SQLServer CDC Connector

The SQLServer CDC connector allows for reading snapshot data and incremental data from SQLServer database. This document describes how to setup the SQLServer CDC connector to run SQL queries against SQLServer databases.

Dependencies

In order to setup the SQLServer CDC connector, the following table provides dependency information for both projects using a build automation tool (such as Maven or SBT) and SQL Client with SQL JAR bundles.

Maven dependency

<dependency>
  <groupId>com.ververica</groupId>
  <artifactId>flink-connector-sqlserver-cdc</artifactId>
  <!-- The dependency is available only for stable releases, SNAPSHOT dependency need build by yourself. -->
  <version>2.3-SNAPSHOT</version>
</dependency>

SQL Client JAR

Download link is available only for stable releases.

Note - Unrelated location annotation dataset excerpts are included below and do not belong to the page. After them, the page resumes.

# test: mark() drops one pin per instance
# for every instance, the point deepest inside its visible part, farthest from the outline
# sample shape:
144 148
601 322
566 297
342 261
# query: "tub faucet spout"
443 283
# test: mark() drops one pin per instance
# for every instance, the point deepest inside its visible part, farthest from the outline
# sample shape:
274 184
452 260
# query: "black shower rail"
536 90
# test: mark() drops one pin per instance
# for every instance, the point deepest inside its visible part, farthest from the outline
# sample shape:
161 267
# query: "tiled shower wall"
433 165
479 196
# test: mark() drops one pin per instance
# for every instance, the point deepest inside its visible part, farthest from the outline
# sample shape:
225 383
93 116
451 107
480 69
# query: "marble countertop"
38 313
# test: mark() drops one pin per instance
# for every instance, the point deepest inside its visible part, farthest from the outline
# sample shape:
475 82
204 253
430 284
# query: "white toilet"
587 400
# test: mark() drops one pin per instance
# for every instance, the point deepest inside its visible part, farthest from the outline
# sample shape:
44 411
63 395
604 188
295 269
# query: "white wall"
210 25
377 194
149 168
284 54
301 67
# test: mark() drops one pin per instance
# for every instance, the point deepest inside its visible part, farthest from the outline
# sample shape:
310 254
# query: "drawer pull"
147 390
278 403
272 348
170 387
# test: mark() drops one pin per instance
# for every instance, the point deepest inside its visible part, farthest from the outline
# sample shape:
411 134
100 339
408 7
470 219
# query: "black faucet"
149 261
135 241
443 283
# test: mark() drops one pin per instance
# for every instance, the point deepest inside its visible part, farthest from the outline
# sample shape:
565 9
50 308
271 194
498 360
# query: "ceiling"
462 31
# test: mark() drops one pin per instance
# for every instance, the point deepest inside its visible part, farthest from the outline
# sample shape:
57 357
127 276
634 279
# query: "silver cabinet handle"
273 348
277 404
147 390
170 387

Download flink-sql-connector-sqlserver-cdc-2.3-SNAPSHOT.jar and put it under <FLINK_HOME>/lib/.

Note: flink-sql-connector-sqlserver-cdc-XXX-SNAPSHOT version is the code corresponding to the development branch. Users need to download the source code and compile the corresponding jar. Users should use the released version, such as flink-sql-connector-sqlserver-cdc-XXX.jar, the released version will be available in the Maven central warehouse.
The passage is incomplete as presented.